スペインの新興極右政党、ボックス(VOX)は、2019年4月28日の総選挙に向けたキャンペーンの一環として、『ロード・オブ・ザ・リング』の一場面を無断使用したコラ画像をTwitterに投稿していました。コラージュの内容は、悪役サウロンの軍勢の上にLGBTのオバケ、フェミニストのアイコン、「エル・パイス」紙などを貼り付け、彼らに立ち向かおうとしているアラゴルンの背中にスペイン国旗とボックスのロゴをあしらうというもの。実際のツイートは以下をどうぞ。

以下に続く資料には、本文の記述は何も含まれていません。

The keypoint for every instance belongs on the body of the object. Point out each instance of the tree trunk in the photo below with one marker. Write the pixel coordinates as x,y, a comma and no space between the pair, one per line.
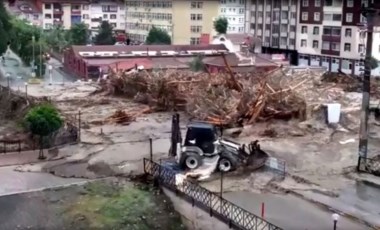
41,153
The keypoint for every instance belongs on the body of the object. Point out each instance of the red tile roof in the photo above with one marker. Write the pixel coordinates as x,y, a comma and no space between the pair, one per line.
129,49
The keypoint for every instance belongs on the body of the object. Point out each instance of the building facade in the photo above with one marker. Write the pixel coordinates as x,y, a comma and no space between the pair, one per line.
234,11
185,21
274,22
330,34
90,12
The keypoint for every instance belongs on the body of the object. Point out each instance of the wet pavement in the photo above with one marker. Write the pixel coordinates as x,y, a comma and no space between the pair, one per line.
290,212
13,182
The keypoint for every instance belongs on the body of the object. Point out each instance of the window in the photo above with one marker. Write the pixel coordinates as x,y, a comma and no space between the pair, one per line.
335,46
196,29
316,30
196,5
303,43
361,48
349,17
325,45
305,16
348,33
317,16
194,41
315,44
347,47
196,17
304,29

⚔🇪🇸 ¡Qué comience la batalla! #PorEspaña pic.twitter.com/TVgdcP1Kw5
— VOX 🇪🇸 (@vox_es) 2019年4月28日
EL PAÍSによると、映画でアラゴルンの役を演じた俳優のヴィゴ・モーテンセンは、このことについて同紙宛ての手紙でこんな風にコメントしたのだそうです。
「かなり無知な人でなければ、映画『ロード・オブ・ザ・リング』三部作のアラゴルンというキャラクターをボックスのような外国人嫌悪の極右政党のキャンペーンに使うのがいい考えだなどととは思わないことでしょう」
You’d have to be pretty ignorant to think that using the character Aragorn from the Lord of the Rings film trilogy to promote the campaign of a xenophobic, far-right party like Vox would be a good idea.

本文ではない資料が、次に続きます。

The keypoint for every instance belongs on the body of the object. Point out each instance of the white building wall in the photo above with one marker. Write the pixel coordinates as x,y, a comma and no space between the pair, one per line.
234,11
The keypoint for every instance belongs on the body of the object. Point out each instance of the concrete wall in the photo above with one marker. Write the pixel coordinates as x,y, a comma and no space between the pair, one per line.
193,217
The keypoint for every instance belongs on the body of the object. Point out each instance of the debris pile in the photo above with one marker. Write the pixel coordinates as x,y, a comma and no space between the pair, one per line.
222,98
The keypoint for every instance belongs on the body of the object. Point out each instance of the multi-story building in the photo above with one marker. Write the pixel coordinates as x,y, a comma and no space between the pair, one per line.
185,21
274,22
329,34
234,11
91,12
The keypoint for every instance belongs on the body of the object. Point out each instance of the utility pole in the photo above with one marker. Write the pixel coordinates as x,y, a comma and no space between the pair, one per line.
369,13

モーテンセンの意見では、世界中の豊かな文化と言語に興味を持っている自分のような人間を国粋主義者でネオ・ファシストの党と結びつけることも「ばかげている」し、彼らがアラゴルンを使うのは「さらにばかばかしい」とのこと。アラゴルンは「多言語話者のりっぱな政治家で、中つ国の異なる種族、伝統、言語の包摂を提唱する」人なのに、そんなキャラを「反移民、反フェミニストでイスラム嫌悪の政党」の正当化に使うのはおかしいというのが彼の見解です。
でも、モーテンセンの手紙で一番大事なのは、この最後のパラグラフだと思います。
彼らの不手際を笑うこともできますが、ボックスはスペインの国政で24議席を獲得しています。これは笑いごとではないし、わたしたちは油断なく警戒して先を見越した行動をとらなければならなくなるでしょう。トールキンのサーガのにおけるアラゴルンのように。
I would laugh at their ineptitude but Vox has entered Spain’s Congress with 24 seats; it’s no joke, and we will have to be alert and proactive, like Aragorn in the Tolkien saga.
そう、ボックスは著作権違反のあんなツイートをしていたにもかかわらず、総選挙で初の国政進出を果たしちゃったんです。詳しくは以下を。
「異なる種族、伝統、言語の包摂」を支持する側が、”This day we fight!!”と叫んでがんばるしかないよね、もう。